Она стучит короткими ногтями по оплетке руля:

– Вот оно тебе нужно?

– Да. Нужно. Я улетаю с тобой в новую жизнь, и я хочу быть уверенным в тебе. Хочу знать, что ты открылась мне полностью.

– Что тебе священник сказал?

Я не хочу повторять его слова, но и врать Ане, как я уже убедился, бесполезно. И я молчу.

Мы сидим, глядя на проезжую часть перед нами, на проносящиеся туда-сюда машины.

Я кладу ей руку на колено и говорю:

– Я тебе слово даю, что не отрекусь от тебя. Что бы ты ни скрывала, я обещаю, не оттолкну тебя. Но это твоя тайна, что бы за ней не пряталось, будет тяготить меня всегда. Прошу тебя, раздели свой груз со мной. Покажи мне, что я важен тебе.

Она заводит машину.

– Договор, – мы вклиниваемся в автомобильный поток. – Но если я расскажу, и ты не сдержишь слово, и отвернешься от меня… Я тебе клянусь, я разгонюсь и врежусь в сближающую стену.

19

– И куда мы едем?

– Солзенское шоссе. Знаешь, где это?

Молча киваю. Это на запад от Северодвинска.

– А где наша… заначка?

– Ты про деньги? – Аня не отрывается от руля и дороги. – Я забрала твою сумку из сторожки, засунула деньги в нее. Сумку сдала в камеру хранения в аэропорту. Заберем перед вылетом. Я подумала, не таскать же такую сумму с собой. Всякое бывает.

Городскую черту пересекаем довольно быстро. Я включаю радио. На новостной волне вовсю обсуждается прилет метеорита.

– А что, Ань, он еще не упал?

– Как раз готовится. Вроде, уже должен входить в плотные слои атмосферы. По крайней мере, когда я сейчас возвращалась в монастырь, говорили именно это. Но ты не переживай, нам так далеко не нужно – мы не доедем до места его падения.

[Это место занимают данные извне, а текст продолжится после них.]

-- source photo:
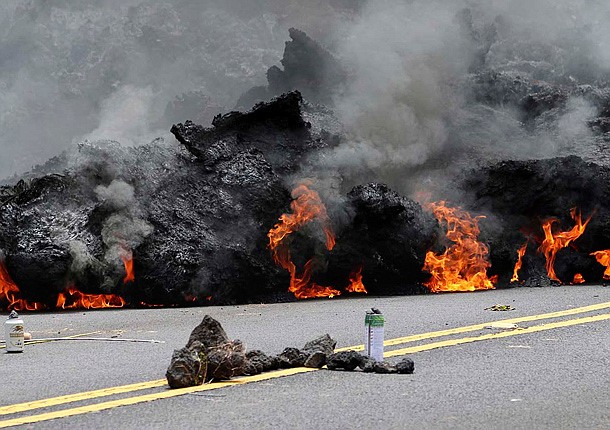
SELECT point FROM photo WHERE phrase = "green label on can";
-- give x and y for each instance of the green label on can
(374, 320)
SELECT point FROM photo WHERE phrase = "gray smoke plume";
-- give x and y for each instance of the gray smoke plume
(413, 110)
(125, 70)
(125, 229)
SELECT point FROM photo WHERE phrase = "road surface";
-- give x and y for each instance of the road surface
(552, 372)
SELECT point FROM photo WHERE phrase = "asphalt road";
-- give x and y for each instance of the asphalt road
(555, 378)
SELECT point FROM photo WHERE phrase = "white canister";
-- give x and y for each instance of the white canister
(373, 335)
(13, 333)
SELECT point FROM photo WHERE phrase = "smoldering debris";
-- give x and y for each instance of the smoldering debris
(209, 355)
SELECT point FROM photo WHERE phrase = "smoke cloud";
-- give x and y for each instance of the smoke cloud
(414, 110)
(125, 70)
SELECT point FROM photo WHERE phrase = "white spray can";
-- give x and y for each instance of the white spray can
(13, 333)
(373, 337)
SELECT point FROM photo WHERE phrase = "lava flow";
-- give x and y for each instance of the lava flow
(306, 206)
(603, 258)
(519, 263)
(74, 299)
(355, 282)
(463, 266)
(10, 292)
(553, 242)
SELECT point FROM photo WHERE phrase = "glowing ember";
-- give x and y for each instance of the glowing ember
(10, 292)
(306, 207)
(603, 258)
(463, 266)
(552, 243)
(355, 282)
(578, 279)
(519, 263)
(74, 299)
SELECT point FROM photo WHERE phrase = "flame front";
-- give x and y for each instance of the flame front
(519, 263)
(355, 282)
(552, 243)
(463, 266)
(10, 292)
(306, 206)
(603, 258)
(74, 299)
(578, 279)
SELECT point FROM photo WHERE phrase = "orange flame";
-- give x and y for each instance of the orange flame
(463, 266)
(519, 263)
(355, 282)
(306, 206)
(10, 292)
(603, 258)
(578, 279)
(74, 299)
(552, 243)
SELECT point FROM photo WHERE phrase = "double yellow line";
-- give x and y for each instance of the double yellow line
(89, 395)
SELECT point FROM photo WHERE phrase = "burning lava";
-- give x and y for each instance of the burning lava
(603, 258)
(355, 282)
(71, 298)
(74, 299)
(306, 207)
(553, 242)
(463, 266)
(519, 263)
(10, 293)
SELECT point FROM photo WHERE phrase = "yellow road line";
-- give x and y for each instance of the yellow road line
(528, 330)
(69, 398)
(34, 342)
(287, 372)
(26, 406)
(475, 327)
(150, 397)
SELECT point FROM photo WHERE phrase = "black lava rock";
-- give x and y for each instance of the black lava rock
(406, 366)
(345, 360)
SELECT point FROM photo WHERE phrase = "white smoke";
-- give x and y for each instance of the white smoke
(125, 228)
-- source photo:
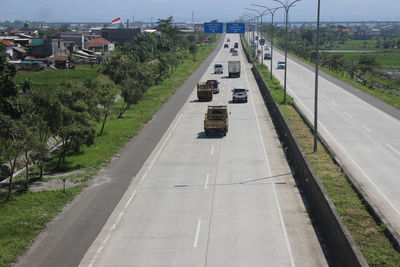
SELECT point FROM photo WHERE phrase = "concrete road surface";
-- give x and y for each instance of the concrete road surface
(365, 138)
(212, 201)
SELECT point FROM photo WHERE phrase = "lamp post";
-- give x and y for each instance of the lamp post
(250, 17)
(272, 12)
(316, 82)
(286, 5)
(254, 17)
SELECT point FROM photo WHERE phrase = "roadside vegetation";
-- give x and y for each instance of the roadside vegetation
(82, 109)
(375, 73)
(369, 236)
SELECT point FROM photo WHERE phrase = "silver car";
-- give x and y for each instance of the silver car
(239, 94)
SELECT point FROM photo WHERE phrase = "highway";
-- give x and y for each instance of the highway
(212, 201)
(364, 138)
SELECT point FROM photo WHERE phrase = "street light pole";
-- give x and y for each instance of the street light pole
(286, 6)
(261, 14)
(316, 82)
(272, 12)
(253, 26)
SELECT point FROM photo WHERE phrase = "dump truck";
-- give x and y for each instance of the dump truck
(214, 84)
(234, 69)
(204, 91)
(216, 120)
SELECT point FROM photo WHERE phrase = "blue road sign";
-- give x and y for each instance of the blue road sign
(235, 27)
(213, 27)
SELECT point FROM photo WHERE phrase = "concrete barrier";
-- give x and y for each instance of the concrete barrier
(342, 248)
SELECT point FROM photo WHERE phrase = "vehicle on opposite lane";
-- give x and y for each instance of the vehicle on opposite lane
(281, 65)
(204, 91)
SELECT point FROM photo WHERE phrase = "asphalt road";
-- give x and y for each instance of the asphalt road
(363, 132)
(66, 239)
(212, 201)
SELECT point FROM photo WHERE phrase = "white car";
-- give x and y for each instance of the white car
(218, 69)
(281, 64)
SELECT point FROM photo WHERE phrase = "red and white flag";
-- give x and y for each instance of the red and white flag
(116, 20)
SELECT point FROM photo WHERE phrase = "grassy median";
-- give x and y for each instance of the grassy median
(25, 215)
(369, 236)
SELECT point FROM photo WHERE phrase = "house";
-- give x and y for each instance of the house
(119, 35)
(42, 48)
(76, 37)
(9, 48)
(100, 45)
(61, 62)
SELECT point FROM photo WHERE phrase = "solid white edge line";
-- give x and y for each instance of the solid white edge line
(273, 184)
(151, 164)
(392, 148)
(196, 238)
(348, 155)
(366, 128)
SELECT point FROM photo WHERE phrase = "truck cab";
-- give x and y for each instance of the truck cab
(204, 91)
(214, 85)
(216, 120)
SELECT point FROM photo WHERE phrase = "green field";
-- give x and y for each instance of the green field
(385, 60)
(369, 236)
(55, 77)
(25, 215)
(361, 45)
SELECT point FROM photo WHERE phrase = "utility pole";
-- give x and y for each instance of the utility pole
(286, 6)
(316, 83)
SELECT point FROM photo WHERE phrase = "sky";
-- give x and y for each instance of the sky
(204, 10)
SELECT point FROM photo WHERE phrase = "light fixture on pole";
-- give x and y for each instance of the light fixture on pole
(316, 82)
(272, 12)
(286, 5)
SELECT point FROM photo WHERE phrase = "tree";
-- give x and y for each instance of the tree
(131, 93)
(46, 108)
(11, 144)
(79, 111)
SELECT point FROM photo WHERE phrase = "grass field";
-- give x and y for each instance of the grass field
(22, 218)
(368, 235)
(362, 45)
(55, 77)
(385, 60)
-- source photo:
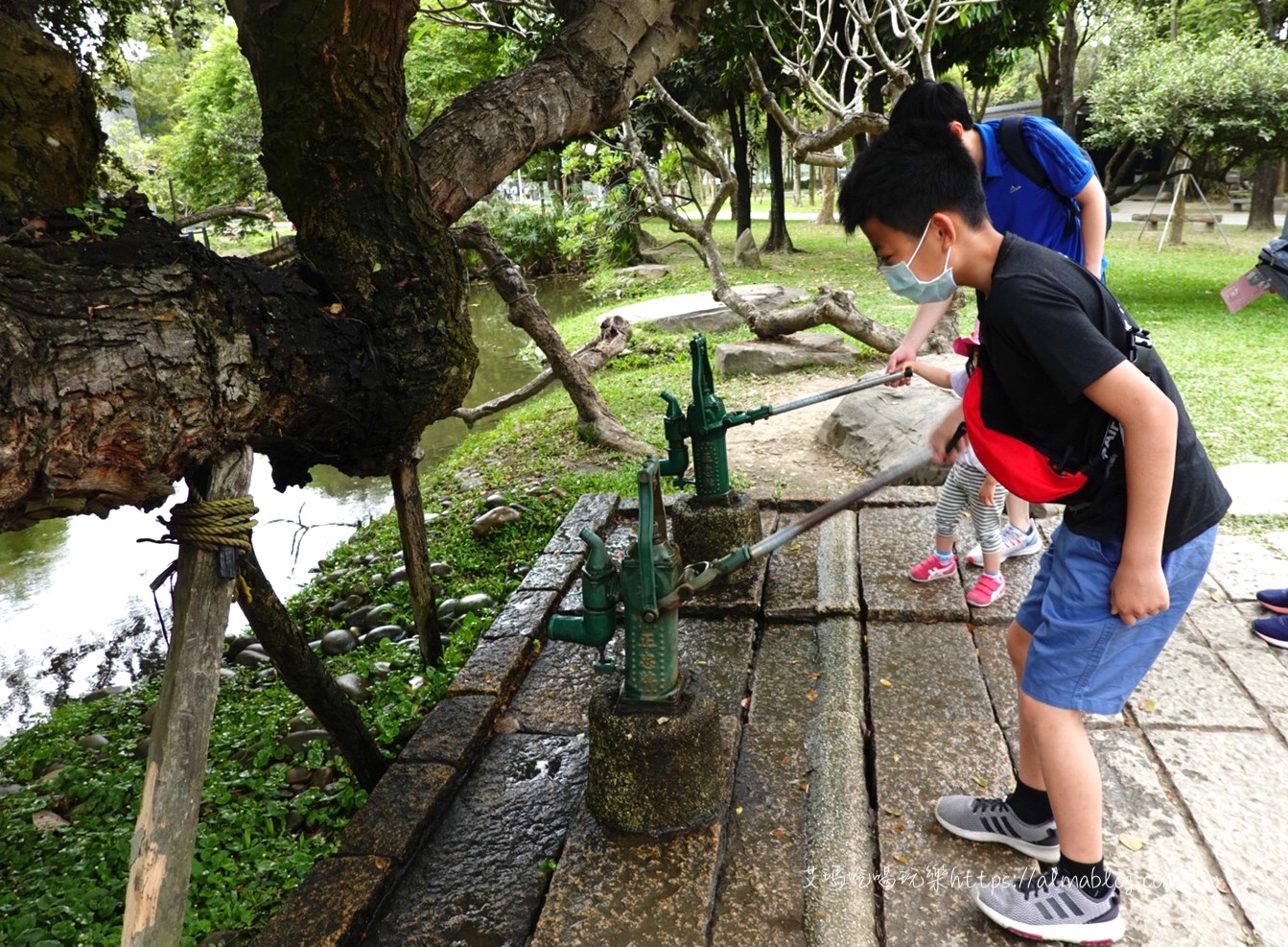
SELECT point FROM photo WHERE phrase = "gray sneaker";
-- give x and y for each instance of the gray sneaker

Уже достоверно известно, что упадет он именно на Солзенском шоссе. Какое совпадение. По радио сообщают, что участок дороги, на которую упадет метеорит, уже перекрыта силами МЧС. Проезд запрещен.

Мы проезжаем мост через реку Солза, проезжаем еще километров десять. Название населенного пункта, в который въезжает наше «Рено», я прочитать не успеваю.

Впереди частные домишки. Они и слева от дороги, справа, насколько хватает глаз. Мы въехали в какой-то частный поселок. Примерно в таком же я жил прошлой зимой. Аня сворачивает к одному из домов. Он выглядит не жилым: на окнах иней, дым из печной трубы не идет. Забора перед домом, впрочем, тоже не наблюдается.